We match children with mentors based on a variety of things including mentor strengths, interests, and the needs of the child. We will not put a mentor into a relationship in which he or she is not able or willing mentor a particular child. The mentor will also have the opportunity to review a summary of the child prior to the match taking place. It then becomes the decision of the mentor to accept or decline the child.
Do you offer training and support?
Prior to and throughout the match relationship, there will be training offered to all interested mentors. The match relationship is a team effort involving the child, the parent(s) or guardian(s), the mentor, and the Case Manager assigned to the match relationship.
How do I know if I will make a good mentor?
Everyone has something to offer a child. It doesn’t require any special talents, skills or income. The job description for mentoring a child is simply to be a friend and share your life with a child who wants you in his or her life.
Do the children and parents want this?
Yes. Every child and parent/guardian wants to be in the program. No one is forced or pressured to have a mentor.
How long do matches last?
The minimum commitment for Community-Based mentoring is 12 months. School-Based mentoring is designed to last through the school year and our Site-Based program has a flexible time commitment. Our average match length is 2.4 years and our longest active match is over 11 years old. Our goal is to create lifelong friendships, but the longevity of the match is up to you and the child.
What are some typical outings?
We match children and mentors who have common interests. For example, if you love basketball…we will match you with a child who loves basketball. So, when you go to a game or shoot a few hoops, simply involve the child. Typical outings can be anything that you enjoy from baking cookies to grocery shopping to fishing, etc.
How often do matches get together?
In the Community-Based program, the average time spent with a child is 2-4 hours per week. In the School-Based program, the time spent with a child is 1-2 hours per week meeting as personal and school schedules allow. In the Site-Based program, the time spent with a child is 1 hour per week.

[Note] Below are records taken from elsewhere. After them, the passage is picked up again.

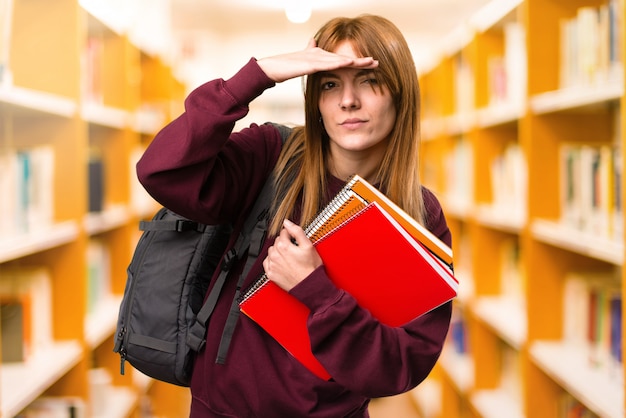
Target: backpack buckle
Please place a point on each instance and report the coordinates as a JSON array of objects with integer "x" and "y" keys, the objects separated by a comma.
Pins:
[
  {"x": 183, "y": 225},
  {"x": 229, "y": 259}
]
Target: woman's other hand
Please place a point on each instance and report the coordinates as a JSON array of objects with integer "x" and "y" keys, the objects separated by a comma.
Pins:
[{"x": 292, "y": 257}]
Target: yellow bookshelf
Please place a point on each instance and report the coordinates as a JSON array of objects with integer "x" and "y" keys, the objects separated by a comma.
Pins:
[
  {"x": 539, "y": 143},
  {"x": 72, "y": 90}
]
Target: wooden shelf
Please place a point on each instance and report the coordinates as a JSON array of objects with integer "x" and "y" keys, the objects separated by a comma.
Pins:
[
  {"x": 21, "y": 383},
  {"x": 79, "y": 88},
  {"x": 505, "y": 315},
  {"x": 105, "y": 116},
  {"x": 497, "y": 118},
  {"x": 569, "y": 366},
  {"x": 111, "y": 218},
  {"x": 561, "y": 236},
  {"x": 23, "y": 100},
  {"x": 492, "y": 403},
  {"x": 42, "y": 239},
  {"x": 577, "y": 98}
]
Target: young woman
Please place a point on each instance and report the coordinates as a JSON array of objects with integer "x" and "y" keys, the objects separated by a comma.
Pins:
[{"x": 362, "y": 117}]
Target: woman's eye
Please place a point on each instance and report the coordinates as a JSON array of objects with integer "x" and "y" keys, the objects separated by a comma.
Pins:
[{"x": 371, "y": 80}]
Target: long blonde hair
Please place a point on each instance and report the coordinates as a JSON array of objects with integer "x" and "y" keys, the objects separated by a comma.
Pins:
[{"x": 302, "y": 167}]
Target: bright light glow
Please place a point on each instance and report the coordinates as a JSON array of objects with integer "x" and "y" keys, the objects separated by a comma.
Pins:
[{"x": 298, "y": 11}]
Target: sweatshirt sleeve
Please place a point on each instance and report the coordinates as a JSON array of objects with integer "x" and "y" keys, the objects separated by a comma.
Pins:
[
  {"x": 359, "y": 352},
  {"x": 196, "y": 166}
]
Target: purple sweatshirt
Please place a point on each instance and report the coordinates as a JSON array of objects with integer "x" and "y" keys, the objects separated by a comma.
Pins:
[{"x": 197, "y": 167}]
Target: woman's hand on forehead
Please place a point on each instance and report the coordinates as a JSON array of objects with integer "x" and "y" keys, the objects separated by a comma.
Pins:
[{"x": 310, "y": 60}]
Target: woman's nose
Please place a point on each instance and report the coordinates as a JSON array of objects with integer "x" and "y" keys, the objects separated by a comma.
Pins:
[{"x": 349, "y": 99}]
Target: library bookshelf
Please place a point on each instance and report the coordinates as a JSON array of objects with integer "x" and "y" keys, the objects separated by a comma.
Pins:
[
  {"x": 78, "y": 102},
  {"x": 523, "y": 143}
]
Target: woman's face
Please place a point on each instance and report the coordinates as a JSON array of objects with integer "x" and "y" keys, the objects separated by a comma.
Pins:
[{"x": 357, "y": 112}]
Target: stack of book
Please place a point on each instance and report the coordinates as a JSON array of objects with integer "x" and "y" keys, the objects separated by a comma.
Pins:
[{"x": 372, "y": 249}]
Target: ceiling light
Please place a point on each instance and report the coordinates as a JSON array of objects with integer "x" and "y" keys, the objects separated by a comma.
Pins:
[{"x": 298, "y": 11}]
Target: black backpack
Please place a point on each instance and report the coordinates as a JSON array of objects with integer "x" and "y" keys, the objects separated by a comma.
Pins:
[{"x": 162, "y": 319}]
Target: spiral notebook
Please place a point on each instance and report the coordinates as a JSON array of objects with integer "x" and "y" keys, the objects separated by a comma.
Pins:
[
  {"x": 367, "y": 253},
  {"x": 356, "y": 193}
]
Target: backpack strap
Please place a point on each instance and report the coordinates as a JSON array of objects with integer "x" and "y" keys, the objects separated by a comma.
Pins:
[
  {"x": 196, "y": 338},
  {"x": 252, "y": 237}
]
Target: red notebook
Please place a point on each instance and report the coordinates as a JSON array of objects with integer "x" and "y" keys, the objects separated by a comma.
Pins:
[{"x": 374, "y": 259}]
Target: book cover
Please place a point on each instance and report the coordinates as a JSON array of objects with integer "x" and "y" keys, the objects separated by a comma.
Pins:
[
  {"x": 372, "y": 257},
  {"x": 355, "y": 195}
]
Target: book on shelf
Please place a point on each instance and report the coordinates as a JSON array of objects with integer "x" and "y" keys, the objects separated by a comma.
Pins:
[
  {"x": 368, "y": 253},
  {"x": 33, "y": 289},
  {"x": 26, "y": 189},
  {"x": 96, "y": 184},
  {"x": 592, "y": 317},
  {"x": 98, "y": 274},
  {"x": 14, "y": 327},
  {"x": 590, "y": 196},
  {"x": 509, "y": 180},
  {"x": 590, "y": 44}
]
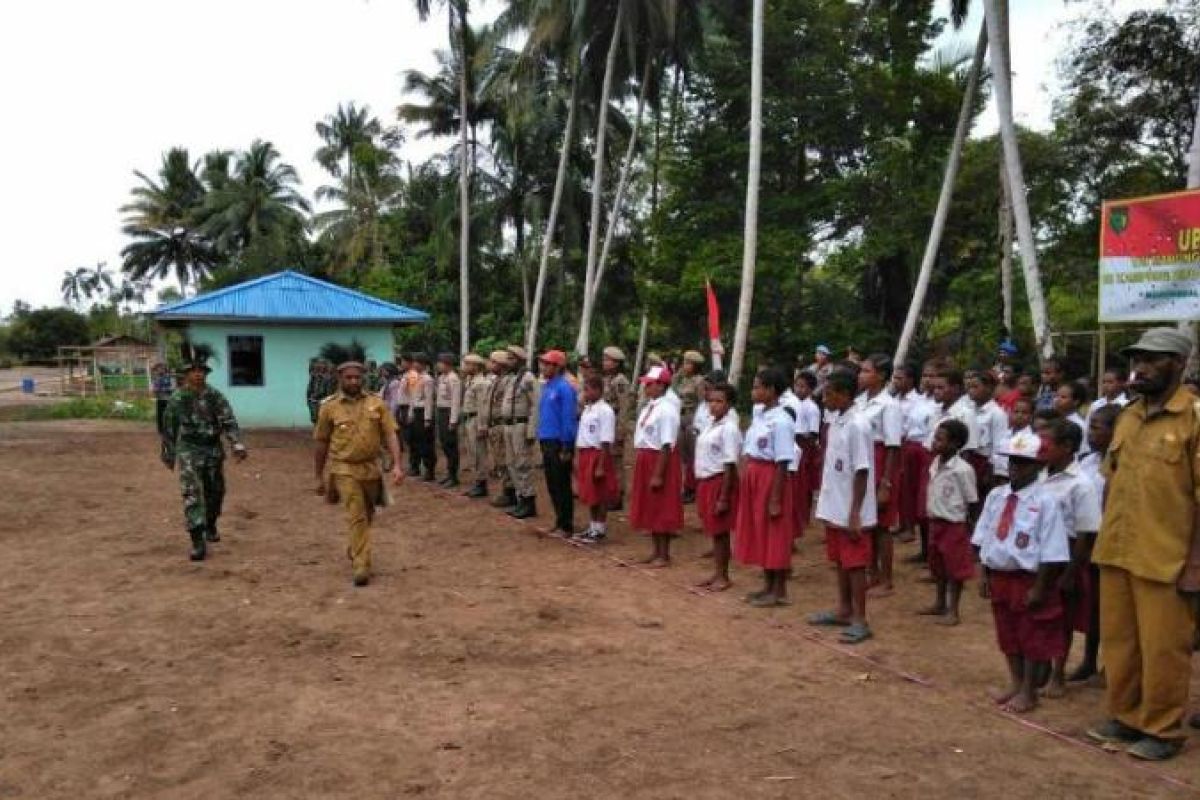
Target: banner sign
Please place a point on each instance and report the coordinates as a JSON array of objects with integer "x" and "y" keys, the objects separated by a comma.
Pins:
[{"x": 1150, "y": 258}]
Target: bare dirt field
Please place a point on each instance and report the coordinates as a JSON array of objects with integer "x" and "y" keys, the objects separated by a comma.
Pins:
[{"x": 484, "y": 661}]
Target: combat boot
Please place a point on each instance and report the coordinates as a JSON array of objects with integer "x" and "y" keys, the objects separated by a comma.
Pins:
[{"x": 198, "y": 549}]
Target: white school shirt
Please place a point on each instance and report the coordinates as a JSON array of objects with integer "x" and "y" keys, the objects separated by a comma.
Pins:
[
  {"x": 952, "y": 488},
  {"x": 771, "y": 435},
  {"x": 882, "y": 413},
  {"x": 1077, "y": 494},
  {"x": 917, "y": 415},
  {"x": 718, "y": 445},
  {"x": 598, "y": 426},
  {"x": 1038, "y": 534},
  {"x": 849, "y": 451},
  {"x": 658, "y": 425}
]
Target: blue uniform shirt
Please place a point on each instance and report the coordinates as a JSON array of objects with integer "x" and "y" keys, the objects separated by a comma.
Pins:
[{"x": 556, "y": 411}]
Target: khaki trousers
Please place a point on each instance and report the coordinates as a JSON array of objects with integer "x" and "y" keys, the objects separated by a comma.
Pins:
[{"x": 1146, "y": 647}]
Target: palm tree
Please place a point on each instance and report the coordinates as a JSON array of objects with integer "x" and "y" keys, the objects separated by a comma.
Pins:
[
  {"x": 162, "y": 220},
  {"x": 750, "y": 245}
]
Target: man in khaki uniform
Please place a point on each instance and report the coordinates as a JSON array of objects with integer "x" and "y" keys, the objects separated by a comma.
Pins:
[
  {"x": 352, "y": 427},
  {"x": 449, "y": 409},
  {"x": 689, "y": 385},
  {"x": 1149, "y": 552},
  {"x": 618, "y": 392},
  {"x": 474, "y": 398},
  {"x": 520, "y": 409}
]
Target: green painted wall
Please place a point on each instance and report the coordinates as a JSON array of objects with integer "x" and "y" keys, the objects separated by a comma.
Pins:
[{"x": 280, "y": 401}]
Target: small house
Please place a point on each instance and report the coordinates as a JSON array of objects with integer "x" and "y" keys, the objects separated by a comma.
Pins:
[{"x": 263, "y": 334}]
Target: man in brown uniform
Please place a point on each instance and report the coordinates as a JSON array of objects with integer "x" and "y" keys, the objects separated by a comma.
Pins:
[
  {"x": 618, "y": 392},
  {"x": 352, "y": 426},
  {"x": 474, "y": 398},
  {"x": 1149, "y": 552},
  {"x": 689, "y": 385},
  {"x": 520, "y": 409}
]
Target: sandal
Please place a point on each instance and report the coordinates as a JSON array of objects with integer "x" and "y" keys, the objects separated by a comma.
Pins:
[
  {"x": 856, "y": 633},
  {"x": 827, "y": 619}
]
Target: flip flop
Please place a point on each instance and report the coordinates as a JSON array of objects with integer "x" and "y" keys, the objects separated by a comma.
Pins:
[
  {"x": 827, "y": 619},
  {"x": 856, "y": 633}
]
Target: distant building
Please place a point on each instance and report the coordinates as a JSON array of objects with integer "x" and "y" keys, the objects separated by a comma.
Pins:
[{"x": 264, "y": 331}]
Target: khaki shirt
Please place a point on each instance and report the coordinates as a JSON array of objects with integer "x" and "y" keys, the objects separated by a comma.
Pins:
[
  {"x": 449, "y": 394},
  {"x": 355, "y": 428},
  {"x": 1153, "y": 486}
]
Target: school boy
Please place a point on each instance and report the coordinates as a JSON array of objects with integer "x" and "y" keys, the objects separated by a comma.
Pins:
[
  {"x": 1024, "y": 546},
  {"x": 846, "y": 505}
]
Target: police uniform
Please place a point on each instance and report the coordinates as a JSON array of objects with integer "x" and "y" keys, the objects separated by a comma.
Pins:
[
  {"x": 355, "y": 429},
  {"x": 193, "y": 423}
]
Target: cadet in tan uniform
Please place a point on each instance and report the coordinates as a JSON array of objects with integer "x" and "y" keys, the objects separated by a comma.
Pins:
[
  {"x": 689, "y": 385},
  {"x": 449, "y": 409},
  {"x": 520, "y": 409},
  {"x": 474, "y": 398},
  {"x": 618, "y": 392},
  {"x": 352, "y": 426}
]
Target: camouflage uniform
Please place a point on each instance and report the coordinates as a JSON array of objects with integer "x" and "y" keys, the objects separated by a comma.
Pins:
[{"x": 191, "y": 434}]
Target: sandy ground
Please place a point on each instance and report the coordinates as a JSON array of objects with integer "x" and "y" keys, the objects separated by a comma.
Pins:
[{"x": 484, "y": 661}]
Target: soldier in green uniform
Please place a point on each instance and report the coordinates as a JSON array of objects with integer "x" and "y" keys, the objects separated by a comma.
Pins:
[{"x": 193, "y": 422}]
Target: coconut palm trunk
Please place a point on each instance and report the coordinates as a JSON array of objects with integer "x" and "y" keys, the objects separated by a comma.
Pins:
[
  {"x": 547, "y": 241},
  {"x": 997, "y": 35},
  {"x": 943, "y": 200},
  {"x": 610, "y": 65},
  {"x": 750, "y": 244}
]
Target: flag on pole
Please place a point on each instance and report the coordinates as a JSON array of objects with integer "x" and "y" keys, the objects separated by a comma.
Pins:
[{"x": 714, "y": 325}]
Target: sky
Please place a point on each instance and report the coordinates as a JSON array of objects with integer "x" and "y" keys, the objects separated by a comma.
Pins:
[{"x": 96, "y": 90}]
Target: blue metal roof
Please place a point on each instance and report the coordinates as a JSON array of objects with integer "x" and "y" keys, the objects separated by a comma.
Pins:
[{"x": 289, "y": 298}]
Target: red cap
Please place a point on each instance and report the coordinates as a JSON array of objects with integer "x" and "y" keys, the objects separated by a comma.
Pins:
[{"x": 556, "y": 358}]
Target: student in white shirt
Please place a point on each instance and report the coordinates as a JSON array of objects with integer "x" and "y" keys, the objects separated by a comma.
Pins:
[
  {"x": 595, "y": 473},
  {"x": 658, "y": 479},
  {"x": 846, "y": 505},
  {"x": 951, "y": 500},
  {"x": 1024, "y": 546},
  {"x": 882, "y": 413},
  {"x": 766, "y": 523},
  {"x": 718, "y": 450}
]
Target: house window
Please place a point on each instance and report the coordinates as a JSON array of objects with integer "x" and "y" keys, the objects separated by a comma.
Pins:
[{"x": 245, "y": 360}]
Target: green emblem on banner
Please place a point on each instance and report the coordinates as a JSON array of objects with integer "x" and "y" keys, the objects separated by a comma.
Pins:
[{"x": 1119, "y": 220}]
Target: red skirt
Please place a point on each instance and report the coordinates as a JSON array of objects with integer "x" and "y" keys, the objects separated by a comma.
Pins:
[
  {"x": 759, "y": 539},
  {"x": 657, "y": 511},
  {"x": 708, "y": 492},
  {"x": 888, "y": 515},
  {"x": 591, "y": 491},
  {"x": 913, "y": 464}
]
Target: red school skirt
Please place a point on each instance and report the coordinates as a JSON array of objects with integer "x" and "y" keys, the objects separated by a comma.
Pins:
[
  {"x": 657, "y": 511},
  {"x": 708, "y": 492},
  {"x": 759, "y": 539},
  {"x": 888, "y": 515},
  {"x": 592, "y": 492},
  {"x": 915, "y": 462}
]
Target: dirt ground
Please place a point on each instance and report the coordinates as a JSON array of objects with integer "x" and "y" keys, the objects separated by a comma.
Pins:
[{"x": 484, "y": 661}]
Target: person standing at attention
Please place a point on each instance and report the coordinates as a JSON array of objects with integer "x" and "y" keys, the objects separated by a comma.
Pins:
[
  {"x": 846, "y": 505},
  {"x": 556, "y": 434},
  {"x": 352, "y": 428},
  {"x": 1149, "y": 552}
]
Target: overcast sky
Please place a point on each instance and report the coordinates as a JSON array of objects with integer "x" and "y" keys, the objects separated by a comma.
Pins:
[{"x": 94, "y": 90}]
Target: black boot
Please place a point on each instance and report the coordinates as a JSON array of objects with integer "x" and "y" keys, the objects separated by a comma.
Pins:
[{"x": 198, "y": 549}]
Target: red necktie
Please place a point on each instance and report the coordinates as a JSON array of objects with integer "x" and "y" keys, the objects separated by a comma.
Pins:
[{"x": 1006, "y": 518}]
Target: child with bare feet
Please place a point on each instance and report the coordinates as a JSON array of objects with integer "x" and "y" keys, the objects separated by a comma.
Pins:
[
  {"x": 1081, "y": 509},
  {"x": 846, "y": 505},
  {"x": 718, "y": 450},
  {"x": 595, "y": 474},
  {"x": 1023, "y": 543},
  {"x": 952, "y": 493},
  {"x": 765, "y": 519},
  {"x": 657, "y": 505}
]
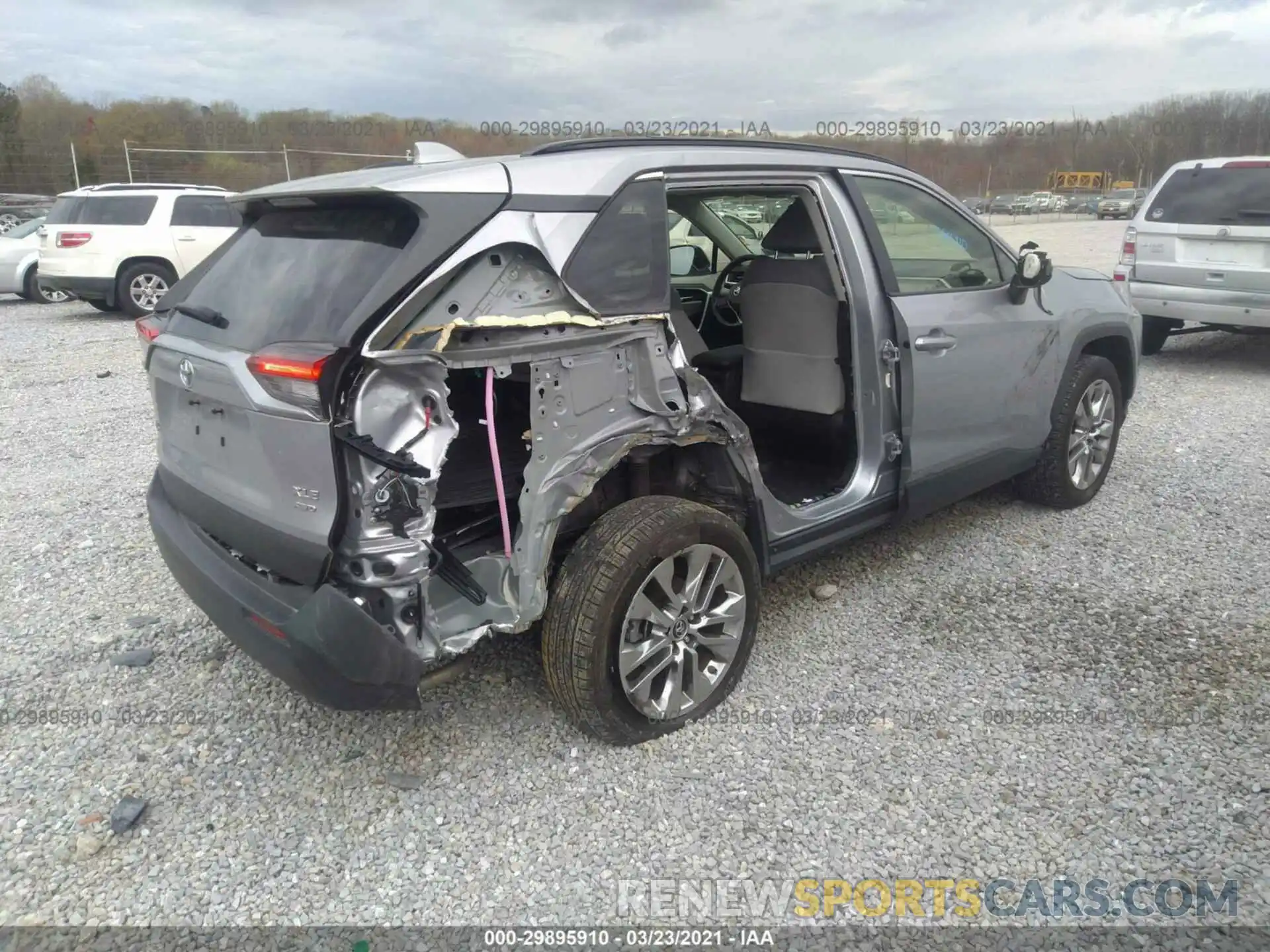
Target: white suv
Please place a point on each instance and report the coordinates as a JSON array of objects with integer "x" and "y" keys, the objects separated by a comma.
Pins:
[
  {"x": 1199, "y": 251},
  {"x": 122, "y": 247}
]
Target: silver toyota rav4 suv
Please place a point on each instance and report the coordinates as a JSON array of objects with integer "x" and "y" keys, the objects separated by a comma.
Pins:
[
  {"x": 1199, "y": 251},
  {"x": 404, "y": 409}
]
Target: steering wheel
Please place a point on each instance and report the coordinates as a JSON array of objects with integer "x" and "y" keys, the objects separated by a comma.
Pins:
[{"x": 727, "y": 295}]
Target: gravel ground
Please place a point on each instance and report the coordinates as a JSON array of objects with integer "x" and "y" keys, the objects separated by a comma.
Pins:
[{"x": 1150, "y": 607}]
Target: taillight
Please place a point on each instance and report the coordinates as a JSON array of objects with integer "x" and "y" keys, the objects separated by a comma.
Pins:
[
  {"x": 74, "y": 239},
  {"x": 1129, "y": 249},
  {"x": 291, "y": 372},
  {"x": 149, "y": 328}
]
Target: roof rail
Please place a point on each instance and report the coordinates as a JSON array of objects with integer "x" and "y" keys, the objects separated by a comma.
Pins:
[
  {"x": 131, "y": 186},
  {"x": 581, "y": 145}
]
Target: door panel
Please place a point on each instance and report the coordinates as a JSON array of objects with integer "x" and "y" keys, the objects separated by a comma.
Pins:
[
  {"x": 980, "y": 382},
  {"x": 977, "y": 372}
]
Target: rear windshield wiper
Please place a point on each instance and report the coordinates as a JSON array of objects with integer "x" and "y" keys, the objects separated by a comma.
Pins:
[{"x": 207, "y": 315}]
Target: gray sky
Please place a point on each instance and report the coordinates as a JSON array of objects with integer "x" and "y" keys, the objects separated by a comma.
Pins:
[{"x": 788, "y": 63}]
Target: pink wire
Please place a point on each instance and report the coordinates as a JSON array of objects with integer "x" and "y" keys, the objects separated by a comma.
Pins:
[{"x": 498, "y": 466}]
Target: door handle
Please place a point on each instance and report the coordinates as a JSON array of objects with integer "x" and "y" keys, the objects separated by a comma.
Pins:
[{"x": 937, "y": 340}]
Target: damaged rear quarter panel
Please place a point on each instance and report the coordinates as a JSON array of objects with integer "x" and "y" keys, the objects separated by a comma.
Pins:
[
  {"x": 596, "y": 394},
  {"x": 600, "y": 387}
]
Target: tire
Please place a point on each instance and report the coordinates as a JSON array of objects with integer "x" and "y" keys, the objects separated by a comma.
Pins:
[
  {"x": 1155, "y": 333},
  {"x": 142, "y": 286},
  {"x": 597, "y": 586},
  {"x": 32, "y": 291},
  {"x": 1050, "y": 483}
]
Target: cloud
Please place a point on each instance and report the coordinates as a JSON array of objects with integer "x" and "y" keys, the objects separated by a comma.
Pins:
[{"x": 789, "y": 65}]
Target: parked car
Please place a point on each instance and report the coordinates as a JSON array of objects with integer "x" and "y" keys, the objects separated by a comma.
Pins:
[
  {"x": 122, "y": 247},
  {"x": 1121, "y": 204},
  {"x": 18, "y": 208},
  {"x": 380, "y": 444},
  {"x": 1044, "y": 201},
  {"x": 1198, "y": 252},
  {"x": 685, "y": 233},
  {"x": 19, "y": 254},
  {"x": 1002, "y": 205}
]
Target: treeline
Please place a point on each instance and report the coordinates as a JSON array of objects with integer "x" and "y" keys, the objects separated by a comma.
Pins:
[{"x": 48, "y": 138}]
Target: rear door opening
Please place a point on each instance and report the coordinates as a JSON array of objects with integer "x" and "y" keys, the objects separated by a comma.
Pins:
[{"x": 251, "y": 350}]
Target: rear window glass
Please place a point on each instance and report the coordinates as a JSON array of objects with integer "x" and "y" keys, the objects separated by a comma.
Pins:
[
  {"x": 622, "y": 263},
  {"x": 1213, "y": 197},
  {"x": 299, "y": 273},
  {"x": 102, "y": 210}
]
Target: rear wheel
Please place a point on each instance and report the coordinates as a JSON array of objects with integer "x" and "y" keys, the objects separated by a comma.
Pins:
[
  {"x": 1086, "y": 427},
  {"x": 143, "y": 286},
  {"x": 41, "y": 296},
  {"x": 1155, "y": 333},
  {"x": 652, "y": 619}
]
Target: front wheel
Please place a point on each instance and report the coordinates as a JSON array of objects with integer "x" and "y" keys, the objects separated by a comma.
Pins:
[
  {"x": 143, "y": 286},
  {"x": 652, "y": 619},
  {"x": 1086, "y": 427}
]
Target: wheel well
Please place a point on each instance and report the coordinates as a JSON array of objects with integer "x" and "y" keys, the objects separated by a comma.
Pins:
[
  {"x": 1119, "y": 352},
  {"x": 144, "y": 259},
  {"x": 702, "y": 473}
]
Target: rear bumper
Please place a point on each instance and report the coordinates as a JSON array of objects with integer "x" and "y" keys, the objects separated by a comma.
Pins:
[
  {"x": 319, "y": 643},
  {"x": 85, "y": 288},
  {"x": 1205, "y": 305}
]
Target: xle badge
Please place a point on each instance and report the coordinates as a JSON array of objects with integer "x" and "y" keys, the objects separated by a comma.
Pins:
[{"x": 304, "y": 493}]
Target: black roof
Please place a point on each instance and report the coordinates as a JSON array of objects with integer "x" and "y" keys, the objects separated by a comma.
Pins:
[{"x": 579, "y": 145}]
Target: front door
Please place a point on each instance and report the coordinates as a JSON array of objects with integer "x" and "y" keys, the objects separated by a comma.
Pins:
[{"x": 977, "y": 372}]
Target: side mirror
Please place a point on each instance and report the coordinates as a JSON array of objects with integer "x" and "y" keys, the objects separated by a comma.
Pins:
[
  {"x": 689, "y": 259},
  {"x": 1034, "y": 270}
]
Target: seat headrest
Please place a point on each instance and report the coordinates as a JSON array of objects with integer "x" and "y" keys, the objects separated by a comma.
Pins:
[{"x": 793, "y": 233}]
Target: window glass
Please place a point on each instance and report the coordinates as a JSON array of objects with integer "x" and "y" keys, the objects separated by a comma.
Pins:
[
  {"x": 931, "y": 245},
  {"x": 298, "y": 273},
  {"x": 1238, "y": 196},
  {"x": 113, "y": 210},
  {"x": 27, "y": 227},
  {"x": 205, "y": 211},
  {"x": 622, "y": 263}
]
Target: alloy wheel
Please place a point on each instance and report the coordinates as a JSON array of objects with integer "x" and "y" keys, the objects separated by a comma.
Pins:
[
  {"x": 146, "y": 290},
  {"x": 681, "y": 633},
  {"x": 1093, "y": 429}
]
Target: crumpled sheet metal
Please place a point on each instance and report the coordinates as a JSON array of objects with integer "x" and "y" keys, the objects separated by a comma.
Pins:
[{"x": 570, "y": 460}]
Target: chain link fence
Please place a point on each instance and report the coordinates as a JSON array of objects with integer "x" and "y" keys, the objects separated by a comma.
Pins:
[{"x": 48, "y": 173}]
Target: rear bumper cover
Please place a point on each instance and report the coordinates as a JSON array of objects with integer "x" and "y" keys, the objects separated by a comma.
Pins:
[
  {"x": 319, "y": 643},
  {"x": 85, "y": 288},
  {"x": 1242, "y": 309}
]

Do I have to spend a lot of money?
No. The purpose of the match relationship is to develop a nurturing relationship built on trust, honesty, and caring. There is no price tag associated with friendship and we strongly discourage any unnecessary expenditure. There are also tax advantages and deductions for any expenses incurred and we offer numerous discounts to area businesses and activities.
What if it doesn’t work out?
Your match relationship is continually supervised and monitored by the assigned Case Manager to ensure that the match is productive to all involved individuals. Each person has something to offer a child simply by listening but in rare cases, the match can be terminated due to life changes, scheduling issues, or incompatibility.
Can I be a School-Based mentor if I’m in high school?
School-Based Mentors can be Sophomore, Junior and Senior High School students who have been referred to the program by school staff and faculty. School-Based mentors can also be found in the local business community, senior or retired populations, etc.
What are the requirements to volunteer?
Community-Based mentors must be a minimum of 18 year of age and be able to commit to at least 12 months to a child. Community-Based also requires that the mentor have sufficient transportation to pick up the child from the child’s home to engage in activities and outings in the community. School-Based mentors must be at least a Sophomore, Junior or Senior High School student who can spend 1-2 hours per week with a child in the child’s school. Site-Based mentors must be at least a Sophomore, Junior or Senior High School student who can spend 1 hour a week with a child at a designated site in the community. All mentors must complete a background check process and a series of interviews prior to the match taking place.